People v. Flores, 194 A.D.2d 439, 599 N.Y.S.2d 255, 256 (1st Dep't 1993). The footnote from Jones cited with the signal "cf." is simply a discussion rejecting harmless error analysis when Rosario material has been withheld on the ground that such analysis would require "sheer speculation as to what might have occurred and matters not in the record. . . ." Jones, 70 N.Y.2d at 552 n.4, 523 N.Y.S.2d at 56 n.4.
On July 7, 1994, the Court of Appeals affirmed, with two judges dissenting. Flores, 84 N.Y.2d at 189, 615 N.Y.S.2d at 665. The majority brushed off the underlying Rosario claim, noting that there had been "no acknowledgment that [the memo book] even technically qualified as Rosario material." Id. 84 N.Y.2d at 186, 615 N.Y.S.2d at 663. The majority rejected the ineffective assistance of counsel claim as follows:
For all this record reveals about defense counsel's ultimate evaluation of the disclosed item, on the scene and in the circumstances at that postverdict stage of the criminal proceeding, defense counsel could have reasonably considered that his client's interest would best be served by no further delay in the resolution of the case against the client. Any number of other professional strategic reasons or personal considerations affecting the defendant's fair trial interests could also have informed the attorney's professional evaluation and choice on how and why to proceed in the way chosen. The record does emphatically inform us, even as an appellate court reviewing the matter, of the defense lawyer's assessment of the quality and nature of the ultimately disclosed item -- 'absolutely' useless. A plausible strategy might even have included advocacy for amelioration of sentence or some other nuanced advantage in the adversarial exchanges and context, all matters and features not knowable by trial or appellate Judges removed from the full range of choices and context exercised singularly by the trial lawyer for the defendant. In sum, Rosario was designed to insure that defense counsel, not Judges, should do the strategic viewing, weighing and exercising of the defendant's fair trial advocacy interests in this regard.

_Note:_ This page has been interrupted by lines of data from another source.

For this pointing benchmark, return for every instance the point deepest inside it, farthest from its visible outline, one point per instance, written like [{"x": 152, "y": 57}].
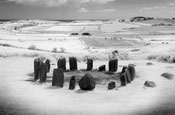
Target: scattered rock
[
  {"x": 149, "y": 84},
  {"x": 111, "y": 85},
  {"x": 87, "y": 82},
  {"x": 168, "y": 76},
  {"x": 149, "y": 63}
]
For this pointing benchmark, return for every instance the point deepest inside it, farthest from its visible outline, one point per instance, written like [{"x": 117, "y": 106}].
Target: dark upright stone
[
  {"x": 36, "y": 68},
  {"x": 102, "y": 68},
  {"x": 113, "y": 65},
  {"x": 89, "y": 64},
  {"x": 72, "y": 83},
  {"x": 87, "y": 82},
  {"x": 124, "y": 69},
  {"x": 128, "y": 76},
  {"x": 131, "y": 69},
  {"x": 73, "y": 63},
  {"x": 61, "y": 64},
  {"x": 47, "y": 63},
  {"x": 58, "y": 78},
  {"x": 43, "y": 72},
  {"x": 123, "y": 79},
  {"x": 111, "y": 85}
]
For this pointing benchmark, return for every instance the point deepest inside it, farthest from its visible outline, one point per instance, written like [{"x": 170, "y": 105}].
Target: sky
[{"x": 85, "y": 9}]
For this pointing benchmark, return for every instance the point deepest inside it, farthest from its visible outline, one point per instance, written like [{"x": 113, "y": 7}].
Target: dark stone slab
[
  {"x": 58, "y": 78},
  {"x": 61, "y": 64},
  {"x": 87, "y": 82},
  {"x": 111, "y": 85},
  {"x": 132, "y": 71},
  {"x": 47, "y": 63},
  {"x": 73, "y": 63},
  {"x": 113, "y": 65},
  {"x": 102, "y": 68},
  {"x": 72, "y": 83},
  {"x": 89, "y": 64}
]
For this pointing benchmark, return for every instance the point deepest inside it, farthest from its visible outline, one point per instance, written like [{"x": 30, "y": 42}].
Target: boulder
[
  {"x": 73, "y": 63},
  {"x": 47, "y": 63},
  {"x": 87, "y": 82},
  {"x": 168, "y": 76},
  {"x": 89, "y": 64},
  {"x": 149, "y": 84},
  {"x": 132, "y": 71},
  {"x": 61, "y": 64},
  {"x": 102, "y": 68},
  {"x": 58, "y": 78},
  {"x": 111, "y": 85},
  {"x": 113, "y": 65},
  {"x": 72, "y": 83}
]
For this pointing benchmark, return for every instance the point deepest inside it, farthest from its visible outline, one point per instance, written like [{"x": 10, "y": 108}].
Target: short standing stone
[
  {"x": 73, "y": 63},
  {"x": 47, "y": 63},
  {"x": 149, "y": 84},
  {"x": 89, "y": 64},
  {"x": 58, "y": 78},
  {"x": 113, "y": 65},
  {"x": 43, "y": 72},
  {"x": 36, "y": 68},
  {"x": 111, "y": 85},
  {"x": 131, "y": 69},
  {"x": 87, "y": 82},
  {"x": 72, "y": 83},
  {"x": 102, "y": 68},
  {"x": 123, "y": 79},
  {"x": 61, "y": 64}
]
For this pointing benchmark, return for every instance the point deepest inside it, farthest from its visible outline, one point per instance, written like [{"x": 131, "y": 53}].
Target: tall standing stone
[
  {"x": 102, "y": 68},
  {"x": 36, "y": 68},
  {"x": 58, "y": 78},
  {"x": 43, "y": 72},
  {"x": 123, "y": 79},
  {"x": 61, "y": 64},
  {"x": 87, "y": 82},
  {"x": 72, "y": 83},
  {"x": 73, "y": 63},
  {"x": 131, "y": 69},
  {"x": 113, "y": 65},
  {"x": 89, "y": 64},
  {"x": 47, "y": 63}
]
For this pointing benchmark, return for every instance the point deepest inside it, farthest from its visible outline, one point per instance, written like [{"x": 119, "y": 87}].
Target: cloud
[
  {"x": 51, "y": 3},
  {"x": 83, "y": 10}
]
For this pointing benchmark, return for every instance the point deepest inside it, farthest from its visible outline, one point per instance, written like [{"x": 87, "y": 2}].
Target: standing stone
[
  {"x": 123, "y": 79},
  {"x": 111, "y": 85},
  {"x": 73, "y": 63},
  {"x": 36, "y": 68},
  {"x": 102, "y": 68},
  {"x": 128, "y": 76},
  {"x": 131, "y": 69},
  {"x": 58, "y": 78},
  {"x": 87, "y": 82},
  {"x": 47, "y": 63},
  {"x": 72, "y": 83},
  {"x": 124, "y": 69},
  {"x": 61, "y": 64},
  {"x": 113, "y": 65},
  {"x": 43, "y": 72},
  {"x": 89, "y": 64}
]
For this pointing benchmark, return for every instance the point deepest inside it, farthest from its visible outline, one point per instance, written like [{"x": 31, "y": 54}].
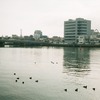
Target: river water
[{"x": 56, "y": 69}]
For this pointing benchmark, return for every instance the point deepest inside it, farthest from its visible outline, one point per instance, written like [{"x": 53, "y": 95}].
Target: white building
[
  {"x": 37, "y": 34},
  {"x": 74, "y": 28}
]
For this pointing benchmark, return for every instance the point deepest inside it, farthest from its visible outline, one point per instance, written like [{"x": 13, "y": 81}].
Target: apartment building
[{"x": 73, "y": 29}]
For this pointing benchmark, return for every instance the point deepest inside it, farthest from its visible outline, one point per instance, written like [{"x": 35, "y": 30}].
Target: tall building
[
  {"x": 37, "y": 34},
  {"x": 73, "y": 29}
]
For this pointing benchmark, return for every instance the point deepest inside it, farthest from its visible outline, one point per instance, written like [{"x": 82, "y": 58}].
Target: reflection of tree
[{"x": 76, "y": 59}]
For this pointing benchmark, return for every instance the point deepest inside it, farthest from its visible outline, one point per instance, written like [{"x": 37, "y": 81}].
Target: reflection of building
[
  {"x": 75, "y": 28},
  {"x": 76, "y": 59}
]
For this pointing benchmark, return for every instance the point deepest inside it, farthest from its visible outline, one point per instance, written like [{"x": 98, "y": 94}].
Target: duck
[
  {"x": 76, "y": 89},
  {"x": 14, "y": 73},
  {"x": 93, "y": 89},
  {"x": 22, "y": 82},
  {"x": 18, "y": 78},
  {"x": 30, "y": 78},
  {"x": 85, "y": 87},
  {"x": 15, "y": 80},
  {"x": 36, "y": 81},
  {"x": 65, "y": 90}
]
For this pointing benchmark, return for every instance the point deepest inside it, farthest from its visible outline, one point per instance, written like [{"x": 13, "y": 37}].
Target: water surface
[{"x": 55, "y": 69}]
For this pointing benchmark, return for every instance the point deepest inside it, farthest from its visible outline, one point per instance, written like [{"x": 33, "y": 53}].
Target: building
[
  {"x": 73, "y": 29},
  {"x": 37, "y": 34}
]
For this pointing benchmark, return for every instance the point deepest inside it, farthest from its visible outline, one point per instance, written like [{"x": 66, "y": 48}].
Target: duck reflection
[{"x": 76, "y": 60}]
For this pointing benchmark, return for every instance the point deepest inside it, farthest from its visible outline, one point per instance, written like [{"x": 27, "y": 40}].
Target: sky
[{"x": 45, "y": 15}]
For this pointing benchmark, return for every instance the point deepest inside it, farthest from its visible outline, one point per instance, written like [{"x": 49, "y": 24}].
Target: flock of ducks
[
  {"x": 77, "y": 89},
  {"x": 23, "y": 81}
]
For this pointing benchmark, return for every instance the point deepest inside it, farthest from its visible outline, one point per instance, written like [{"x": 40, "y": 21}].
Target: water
[{"x": 55, "y": 69}]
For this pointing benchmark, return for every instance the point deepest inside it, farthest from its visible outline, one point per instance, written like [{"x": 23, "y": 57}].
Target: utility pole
[{"x": 20, "y": 33}]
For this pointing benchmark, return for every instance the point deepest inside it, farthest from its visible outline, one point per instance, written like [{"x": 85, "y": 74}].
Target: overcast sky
[{"x": 45, "y": 15}]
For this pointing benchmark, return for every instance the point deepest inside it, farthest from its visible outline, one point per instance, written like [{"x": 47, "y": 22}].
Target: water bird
[
  {"x": 30, "y": 78},
  {"x": 22, "y": 82},
  {"x": 76, "y": 89},
  {"x": 56, "y": 62},
  {"x": 18, "y": 78},
  {"x": 52, "y": 62},
  {"x": 65, "y": 90},
  {"x": 15, "y": 80},
  {"x": 85, "y": 87},
  {"x": 14, "y": 73},
  {"x": 93, "y": 89},
  {"x": 36, "y": 81}
]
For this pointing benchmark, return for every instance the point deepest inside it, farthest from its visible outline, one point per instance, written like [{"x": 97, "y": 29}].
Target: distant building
[
  {"x": 73, "y": 29},
  {"x": 37, "y": 34}
]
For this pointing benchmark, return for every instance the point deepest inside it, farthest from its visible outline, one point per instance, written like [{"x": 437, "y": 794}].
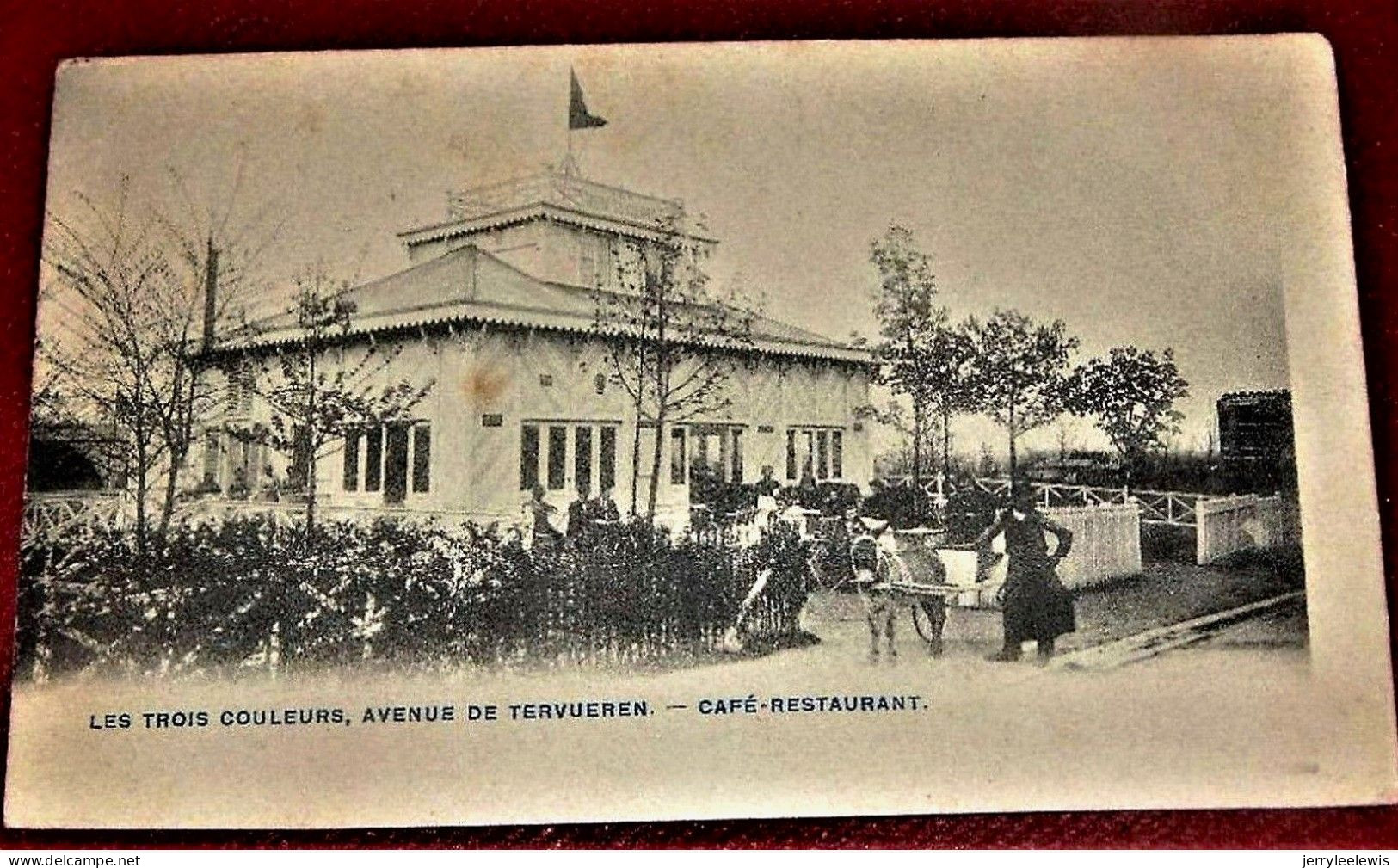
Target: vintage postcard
[{"x": 698, "y": 431}]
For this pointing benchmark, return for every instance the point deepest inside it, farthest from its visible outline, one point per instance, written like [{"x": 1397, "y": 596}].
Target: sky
[{"x": 1138, "y": 189}]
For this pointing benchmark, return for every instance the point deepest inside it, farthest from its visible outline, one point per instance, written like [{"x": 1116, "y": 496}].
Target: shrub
[
  {"x": 248, "y": 588},
  {"x": 901, "y": 506}
]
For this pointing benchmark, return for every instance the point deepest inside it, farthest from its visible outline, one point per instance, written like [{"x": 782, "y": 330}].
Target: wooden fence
[
  {"x": 1106, "y": 545},
  {"x": 1228, "y": 526}
]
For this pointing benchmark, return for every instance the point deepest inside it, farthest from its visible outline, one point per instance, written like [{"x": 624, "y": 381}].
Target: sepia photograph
[{"x": 698, "y": 431}]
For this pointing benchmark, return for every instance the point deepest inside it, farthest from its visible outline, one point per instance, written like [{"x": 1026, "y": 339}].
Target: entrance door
[{"x": 396, "y": 463}]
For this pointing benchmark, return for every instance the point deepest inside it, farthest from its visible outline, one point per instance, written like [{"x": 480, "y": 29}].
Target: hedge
[{"x": 249, "y": 592}]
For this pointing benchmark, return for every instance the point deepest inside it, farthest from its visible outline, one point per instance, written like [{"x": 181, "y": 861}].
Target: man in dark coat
[{"x": 1035, "y": 606}]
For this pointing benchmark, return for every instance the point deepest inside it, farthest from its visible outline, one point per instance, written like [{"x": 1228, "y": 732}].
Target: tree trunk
[
  {"x": 171, "y": 481},
  {"x": 311, "y": 495},
  {"x": 917, "y": 443},
  {"x": 141, "y": 485},
  {"x": 635, "y": 463},
  {"x": 946, "y": 446},
  {"x": 1013, "y": 478},
  {"x": 655, "y": 470}
]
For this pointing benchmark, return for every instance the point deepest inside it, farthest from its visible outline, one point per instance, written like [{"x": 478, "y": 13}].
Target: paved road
[
  {"x": 1235, "y": 722},
  {"x": 1165, "y": 593}
]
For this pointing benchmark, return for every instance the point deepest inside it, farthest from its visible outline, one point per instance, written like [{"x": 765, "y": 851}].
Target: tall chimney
[{"x": 210, "y": 292}]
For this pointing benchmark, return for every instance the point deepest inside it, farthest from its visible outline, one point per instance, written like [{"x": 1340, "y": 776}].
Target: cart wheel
[{"x": 928, "y": 624}]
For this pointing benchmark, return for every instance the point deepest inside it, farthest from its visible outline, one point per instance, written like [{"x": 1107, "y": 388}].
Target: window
[
  {"x": 373, "y": 459},
  {"x": 212, "y": 458},
  {"x": 607, "y": 459},
  {"x": 529, "y": 458},
  {"x": 557, "y": 456},
  {"x": 396, "y": 461},
  {"x": 583, "y": 458},
  {"x": 568, "y": 454},
  {"x": 241, "y": 386},
  {"x": 299, "y": 469},
  {"x": 816, "y": 452},
  {"x": 677, "y": 456},
  {"x": 351, "y": 481},
  {"x": 421, "y": 458}
]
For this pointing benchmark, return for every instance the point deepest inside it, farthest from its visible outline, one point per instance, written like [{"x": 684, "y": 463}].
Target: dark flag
[{"x": 577, "y": 115}]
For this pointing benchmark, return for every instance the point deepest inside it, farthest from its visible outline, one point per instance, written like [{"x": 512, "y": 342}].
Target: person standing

Id., 84 N.Y.2d at 188, 615 N.Y.S.2d at 664 (citation omitted).
2. Collateral Proceedings in State Court
Unbeknownst to the Court of Appeals majority, its conjecture that defense counsel had made a strategic choice not to move for a new trial based on a Rosario violation, but instead to pursue some unspecified "nuanced advantage", had been undermined even before those words were written. In July 1992, a year before the Appellate Division affirmed the conviction on direct appeal, Flores moved pursuant to § 440.10 of New York's Criminal Procedure Law to set aside his conviction, based in part on ineffective assistance of counsel. Submitted with that motion was the affirmation of his trial counsel averring, under penalty of perjury, that at the time he acknowledged the uselessness of the memo book at sentencing,
I was not aware that the failure to turn over the memo book, unless waived, was per se reversible error that would have required vacatur of Mr. Flores' conviction. I believed that to prevail on a Rosario claim I would have to show prejudice.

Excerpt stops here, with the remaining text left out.